第34話 キスをして見えたもの。



 しばらくして俺は千歳とともに喫茶店から出ることにした。そして帰路についたわけなのだがふたり揃って無言のまま。なにか言いたいけれど言えないそんな雰囲気で。それでもなにか伝えたいと俺は千歳に口を開き


「あんまり役に立たなくてごめんな。結局は千歳の行動が黒川を諦めさせたわけで。だけど……ひとつだけ言えば……ありがとな」


 言葉足らずの俺の言葉だから千歳にありがとうの意味は多分わからないと思う。それでもなにか言葉で伝えられたことに俺はすこし安堵する。


「ううん来てくれただけで嬉しかった。一緒に居てくれて嬉しかった。側にトモがいてくれて……じゃ今日はここで別れるね。また明日。トモ」


 そう言って足早に千歳は走り去っていった。




 その日の帰りにふたりはキスの話題を一切出そうとしなかった。




 俺は家に帰り夕飯を食べ風呂に入り、母さんと会話をと日常の夜を過ごす。だけども部屋に戻ってひとりになると心が揺さぶられるように苦しくなった。
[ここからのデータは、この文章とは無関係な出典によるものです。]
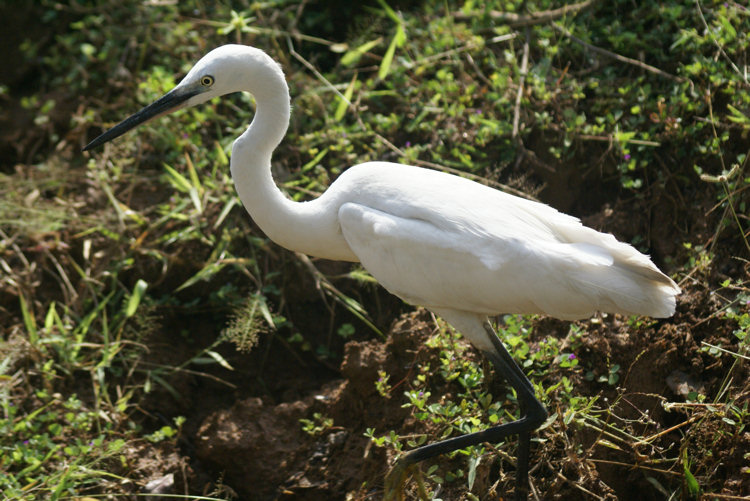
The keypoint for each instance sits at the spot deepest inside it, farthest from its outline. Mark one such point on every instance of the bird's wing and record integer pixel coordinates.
(451, 243)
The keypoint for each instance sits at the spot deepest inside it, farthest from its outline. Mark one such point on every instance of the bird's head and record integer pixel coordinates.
(226, 69)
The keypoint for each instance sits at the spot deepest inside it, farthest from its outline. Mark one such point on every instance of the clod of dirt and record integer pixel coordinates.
(254, 444)
(261, 452)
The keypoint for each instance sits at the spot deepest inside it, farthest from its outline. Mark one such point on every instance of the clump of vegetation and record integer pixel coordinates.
(125, 271)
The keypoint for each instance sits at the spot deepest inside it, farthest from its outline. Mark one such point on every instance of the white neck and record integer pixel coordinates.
(308, 227)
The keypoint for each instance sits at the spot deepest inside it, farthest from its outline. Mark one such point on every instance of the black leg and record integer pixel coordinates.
(532, 412)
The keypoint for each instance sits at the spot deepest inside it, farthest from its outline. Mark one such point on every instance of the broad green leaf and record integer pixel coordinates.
(178, 180)
(352, 56)
(345, 101)
(135, 298)
(398, 40)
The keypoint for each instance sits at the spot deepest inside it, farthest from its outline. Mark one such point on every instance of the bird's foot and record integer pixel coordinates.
(397, 477)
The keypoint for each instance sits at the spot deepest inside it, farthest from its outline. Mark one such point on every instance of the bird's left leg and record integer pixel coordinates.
(533, 414)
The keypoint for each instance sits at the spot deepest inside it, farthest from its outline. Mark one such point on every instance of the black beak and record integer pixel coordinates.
(170, 101)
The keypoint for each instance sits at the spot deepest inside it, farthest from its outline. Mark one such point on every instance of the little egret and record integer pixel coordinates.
(463, 250)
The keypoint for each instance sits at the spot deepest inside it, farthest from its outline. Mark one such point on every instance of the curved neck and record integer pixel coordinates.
(309, 227)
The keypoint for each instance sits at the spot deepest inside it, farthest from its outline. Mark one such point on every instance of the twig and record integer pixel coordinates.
(521, 83)
(713, 38)
(618, 57)
(519, 21)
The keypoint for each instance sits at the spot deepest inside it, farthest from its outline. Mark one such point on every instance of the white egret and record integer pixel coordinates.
(463, 250)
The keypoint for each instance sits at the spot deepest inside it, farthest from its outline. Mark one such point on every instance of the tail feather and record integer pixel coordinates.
(629, 282)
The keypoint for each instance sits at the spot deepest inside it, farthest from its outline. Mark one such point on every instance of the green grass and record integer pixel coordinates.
(100, 253)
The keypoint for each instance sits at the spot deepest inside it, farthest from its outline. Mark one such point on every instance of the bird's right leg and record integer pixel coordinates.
(532, 413)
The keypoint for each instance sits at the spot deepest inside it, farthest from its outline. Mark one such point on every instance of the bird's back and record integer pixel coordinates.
(446, 242)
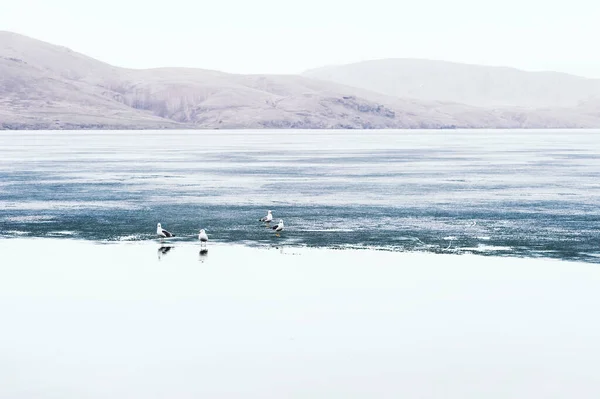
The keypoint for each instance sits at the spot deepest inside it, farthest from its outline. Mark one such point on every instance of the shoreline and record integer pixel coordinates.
(245, 322)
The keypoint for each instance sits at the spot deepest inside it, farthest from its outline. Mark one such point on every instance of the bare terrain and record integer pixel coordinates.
(44, 86)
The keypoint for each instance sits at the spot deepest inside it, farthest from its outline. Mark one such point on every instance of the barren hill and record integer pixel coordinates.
(44, 86)
(462, 83)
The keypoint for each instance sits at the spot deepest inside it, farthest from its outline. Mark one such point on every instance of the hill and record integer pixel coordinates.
(467, 84)
(44, 86)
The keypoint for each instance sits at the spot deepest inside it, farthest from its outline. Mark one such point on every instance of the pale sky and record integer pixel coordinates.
(278, 36)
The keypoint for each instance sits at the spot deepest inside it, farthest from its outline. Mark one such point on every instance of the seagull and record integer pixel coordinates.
(163, 233)
(279, 227)
(267, 218)
(203, 237)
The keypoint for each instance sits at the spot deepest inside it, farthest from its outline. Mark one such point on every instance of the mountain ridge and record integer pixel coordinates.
(45, 86)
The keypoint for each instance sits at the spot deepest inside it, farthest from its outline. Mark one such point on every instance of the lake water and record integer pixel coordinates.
(493, 192)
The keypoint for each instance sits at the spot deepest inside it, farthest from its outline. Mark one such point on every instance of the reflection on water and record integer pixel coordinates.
(163, 250)
(203, 254)
(504, 193)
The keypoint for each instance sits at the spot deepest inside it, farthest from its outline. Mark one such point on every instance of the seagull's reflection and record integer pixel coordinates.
(203, 254)
(163, 250)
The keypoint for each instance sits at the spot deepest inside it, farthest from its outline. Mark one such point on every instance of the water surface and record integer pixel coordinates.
(499, 192)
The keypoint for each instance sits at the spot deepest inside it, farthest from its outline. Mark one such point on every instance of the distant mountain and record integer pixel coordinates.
(44, 86)
(468, 84)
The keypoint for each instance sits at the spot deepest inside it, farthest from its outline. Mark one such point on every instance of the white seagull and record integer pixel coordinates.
(267, 218)
(203, 237)
(163, 233)
(279, 227)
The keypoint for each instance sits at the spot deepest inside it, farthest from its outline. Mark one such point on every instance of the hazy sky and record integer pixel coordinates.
(278, 36)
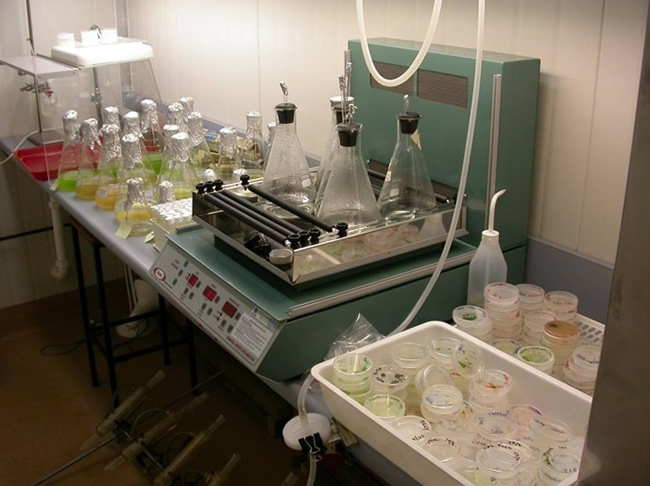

 なぜかなんてわかっていた。千歳のことが好きに好きになっていく自分。こんな短期間にと思えるけれどいつもそばに居てくれるそんな千歳が愛しくて。


 だけど……今日、千歳とキスをして

 頭に浮かんだこと


 千歳を好きだという気持ち。

 

 そして……玲にごめんと思った気持ち。

 まさかとおもった。

 まだ玲が出てくるんだって。まだ淡いながらも残っているんだって。


 もう玲のことは諦められていたと思っていた。幼馴染に対しての思いだけに変わったと思っていた。それがどうだ。


 最低だろ。俺って。 


 こんな俺のままじゃ千歳を好きになっちゃいけなくなるって



 答えを出さなきゃ 答えを出さなきゃ




 そんな思いが心を蝕むも俺はただがむしゃらに目を瞑って眠りについた。